La paulatina desaparición del latín popular en la antigua Hispania sería consecuencia obligada del auge del astur-leonés, del castellano y del navarro-aragonés, por ejemplo. Las circunstancias históricas y políticas quisieron que ese mosaico dialectal originario fuera cediendo terreno a favor de la variedad cántabra. En el siglo XIII empieza a afianzarse en la lengua literaria, en las obras historiográficas y en importantes textos jurídicos. Ya desde antes la Escuela de Traductores de Toledo vertía al castellano –a través del latín– obras filosóficas y científicas procedentes de la cultura griega y de la árabe, trabajo que estuvo muy lejos de decaer en la época alfonsí que, salvo en una parte de su producción lírica, lo hizo suyo en sus obras, y lo elevó a la lengua oficial de la Cancillería regia.

Puede fecharse, al menos simbólicamente, el año de 1252 como el momento en que se inician en firme los trabajos de codificación de los empleos lingüísticos del dialecto castellano. Hasta entonces, sobre todo en la época de Fernando III, en que se unen los reinos de León y de Castilla, los códices escritos en este todavía dialecto no eran pocos, pues la Cancillería regia fernandina había producido textos en castellano, cuando este dialecto no estaba aún unificado y, sobre todo, cuando la tradición solo reconocía al latín. El proceso lo empezaría en serio su hijo Alfonso X, llamado posteriormente “el Sabio”.

En aquellos momentos, el telón lingüístico de fondo de la mitad norte de la península ibérica era el siguiente: gallego portugués, astur leonés, leonés oriental, castellano occidental (Palencia y Valladolid), castellano oriental (Ávala, La Rioja, Soria), y más al oriente, navarro aragonés, aragonés y catalán. Tal fragmento dialectal conspiraba decididamente contra el despuntar de un dialecto unificado y firme que sirviera de soporte a textos oficiales y de todo tipo, al menos en algunas de las regiones.

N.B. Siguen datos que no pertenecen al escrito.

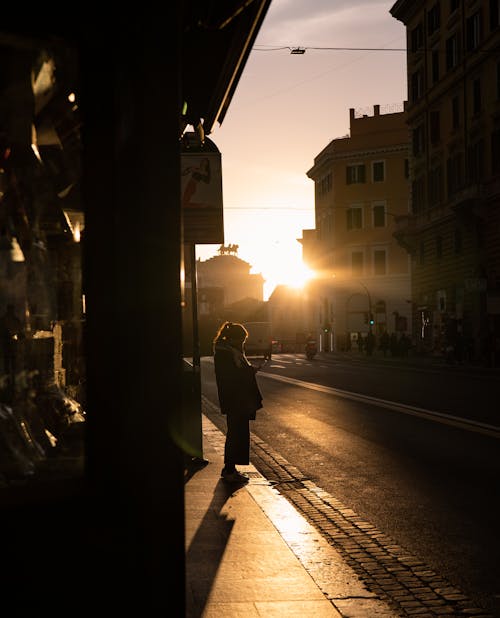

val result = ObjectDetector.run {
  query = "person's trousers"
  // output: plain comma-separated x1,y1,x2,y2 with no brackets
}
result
224,414,250,466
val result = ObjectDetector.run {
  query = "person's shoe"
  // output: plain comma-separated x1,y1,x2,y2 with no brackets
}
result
221,468,250,484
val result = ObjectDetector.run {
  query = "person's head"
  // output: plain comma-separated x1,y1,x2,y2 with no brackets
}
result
214,322,248,348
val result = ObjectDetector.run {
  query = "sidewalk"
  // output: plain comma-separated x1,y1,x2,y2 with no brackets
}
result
185,415,397,618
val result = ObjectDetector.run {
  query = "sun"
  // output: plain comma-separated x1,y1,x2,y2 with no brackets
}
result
253,253,315,300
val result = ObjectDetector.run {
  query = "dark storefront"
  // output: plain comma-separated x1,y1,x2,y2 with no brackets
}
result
0,0,269,616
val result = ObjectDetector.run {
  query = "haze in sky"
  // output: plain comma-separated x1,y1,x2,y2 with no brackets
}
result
196,0,407,300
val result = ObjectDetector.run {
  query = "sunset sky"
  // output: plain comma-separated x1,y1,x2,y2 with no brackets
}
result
196,0,407,300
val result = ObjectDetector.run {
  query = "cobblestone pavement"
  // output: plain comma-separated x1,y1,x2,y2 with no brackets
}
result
204,401,495,618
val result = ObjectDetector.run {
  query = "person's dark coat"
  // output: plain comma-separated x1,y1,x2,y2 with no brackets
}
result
214,343,262,420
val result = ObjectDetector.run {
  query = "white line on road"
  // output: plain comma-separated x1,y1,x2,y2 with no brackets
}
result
259,372,500,440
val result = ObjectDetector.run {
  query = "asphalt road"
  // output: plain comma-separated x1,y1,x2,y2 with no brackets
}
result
202,355,500,616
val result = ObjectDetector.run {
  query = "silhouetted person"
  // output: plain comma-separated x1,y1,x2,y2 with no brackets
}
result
0,304,23,395
378,330,391,356
214,322,262,483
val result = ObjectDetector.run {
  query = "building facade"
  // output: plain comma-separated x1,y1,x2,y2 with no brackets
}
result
301,104,411,351
390,0,500,363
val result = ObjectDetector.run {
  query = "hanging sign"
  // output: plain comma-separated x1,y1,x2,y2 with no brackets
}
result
181,134,224,245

Unificar en un dialecto aquellos que componían –en el caso de los occidentales– un mosaico tan variado parecía tarea imposible por aquel entonces. En primer lugar estaba el problema de la selección de una variedad lingüística dada; por una parte había que considerar el prestigio, por otra, la conveniencia y el grado presupuesto de aceptabilidad. Pero eso no era todo. Era necesario dotar a la variedad seleccionada de medios y posibilidades expresivas, es decir, capacitarla para que pudiera convertirse sin fracasar en un medio útil y cómodo de comunicación, y una vez que se hubiesen obtenido estas dos metas preliminares, codificar sus empleos lingüísticos.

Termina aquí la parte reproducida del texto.